Atravessaram um pátio sombreado por árvores e, passando por uma porta de vaivém, penetraram num recinto onde as batidas ritmadas de um tambor e os sons dos pífanos repetiam uma curta melodia pentatônica que Will achou vagamente parecida com uma cantiga escocesa.

— Trata-se de música mesmo ou é uma simples gravação — indagou Will.

— É uma gravação japonesa em fita — respondeu laconicamente Mrs. Narayan.

Abrindo uma segunda porta, penetraram numa grande sala de esportes onde dois jovens barbudos e uma senhora idosa, pequenina e extremamente ágil, usando longas calças de cetim preto, ensinavam os passos de uma dança alegre a um grupo de vinte ou trinta crianças.

— É alguma brincadeira ou faz parte do ensino?

— É uma mistura de ambos e também de ética aplicada.
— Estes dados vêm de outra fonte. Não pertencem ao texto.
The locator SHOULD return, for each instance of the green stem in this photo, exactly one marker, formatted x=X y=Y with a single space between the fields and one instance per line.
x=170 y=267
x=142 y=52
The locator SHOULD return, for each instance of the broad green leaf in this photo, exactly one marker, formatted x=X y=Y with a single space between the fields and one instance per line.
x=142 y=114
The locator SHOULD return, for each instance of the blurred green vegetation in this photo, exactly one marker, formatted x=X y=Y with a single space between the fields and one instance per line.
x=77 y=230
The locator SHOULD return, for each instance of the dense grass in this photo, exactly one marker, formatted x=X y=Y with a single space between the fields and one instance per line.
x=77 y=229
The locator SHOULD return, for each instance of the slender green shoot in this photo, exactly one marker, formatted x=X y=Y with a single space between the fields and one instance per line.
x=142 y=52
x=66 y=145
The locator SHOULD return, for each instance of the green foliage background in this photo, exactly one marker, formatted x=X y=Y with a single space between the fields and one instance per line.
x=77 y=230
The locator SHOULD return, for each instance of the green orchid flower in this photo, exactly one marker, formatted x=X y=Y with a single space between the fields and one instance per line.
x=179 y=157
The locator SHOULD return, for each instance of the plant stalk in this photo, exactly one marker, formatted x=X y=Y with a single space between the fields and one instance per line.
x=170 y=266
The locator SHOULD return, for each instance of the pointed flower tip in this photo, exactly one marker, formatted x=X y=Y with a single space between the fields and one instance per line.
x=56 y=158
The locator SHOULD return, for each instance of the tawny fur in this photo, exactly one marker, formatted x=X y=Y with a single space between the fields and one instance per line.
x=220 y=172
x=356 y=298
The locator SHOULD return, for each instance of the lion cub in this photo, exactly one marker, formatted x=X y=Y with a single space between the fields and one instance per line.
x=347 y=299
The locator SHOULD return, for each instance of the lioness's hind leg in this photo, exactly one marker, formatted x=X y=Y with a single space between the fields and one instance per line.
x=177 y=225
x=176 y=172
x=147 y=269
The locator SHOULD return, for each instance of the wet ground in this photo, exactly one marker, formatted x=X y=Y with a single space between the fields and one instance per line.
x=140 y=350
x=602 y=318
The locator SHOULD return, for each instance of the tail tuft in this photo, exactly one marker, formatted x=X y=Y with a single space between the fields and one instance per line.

É semelhante aos exercícios de respiração de que falamos há pouco, porém muito mais eficazes porque são bem mais violentos.

— Esmaguemo-lo — cantavam as crianças em uníssono, enquanto pisoteavam com toda a força dos seus pequenos pés calçados de sandálias. — Esmaguemo-lo. — Após um furioso pisoteio final, deram início aos meneios e evoluções de um outro movimento da dança.

— Esta é chamada «dança rakshasi» — explicou Mrs. Narayan.

— Dança rakshasi? O que é isso? — indagou Will.

— Um rakshasi é uma espécie de demônio muito grande e desagradável. Ele personifica as paixões mais pavorosas. A dança rakshasi é um artifício usado para descarregar a energia acumulada pela ira e pelas frustrações naquelas cabecinhas perigosas.

«Esmaguemo-lo»… A música chegara novamente à parte do refrão: «esmaguemo-lo»…

— Batam novamente com os pés — gritou a professora de dança, dando o exemplo. — Com mais força! Mais!…

— O que foi que deu maior contribuição para a moralidade e para o comportamento racional? As orgias de Baco ou a República? As Éticas de Nicomaqueanas ou as danças coribânticas? — conjeturou Will.

— Os gregos — disse Mrs. Narayan — eram demasiadamente sensatos para pensar em termos de alternativas. Pensavam em termos de não, somente, mas e também. Não me refiro somente a Platão e Aristóteles, mas também às bacantes. Sem as danças vivas destinadas a aliviar as tensões, a moral filosófica teria sido impotente. Por outro lado, sem a moral filosófica, as danças vivas perderiam a significação. Nós nos limitamos a arrancar uma página do velho livro grego.

— Ótimo — disse Will, que como sempre (mesmo no auge do prazer e do entusiasmo) não conseguia esquecer que era um homem que nunca aceitava o «sim» com resposta. Lembrando-se disso, deu uma gargalhada. — Afinal de contas — disse —, isso não faz nenhuma diferença. O coribantismo não impediu que os gregos cortassem os pescoços uns dos outros. Se o coronel Dipa se decidir a entrar em ação, em que essa dança rakshasi poderá ajudá-los? Talvez somente sirva para auxiliá-los a se reconciliarem com o próprio destino.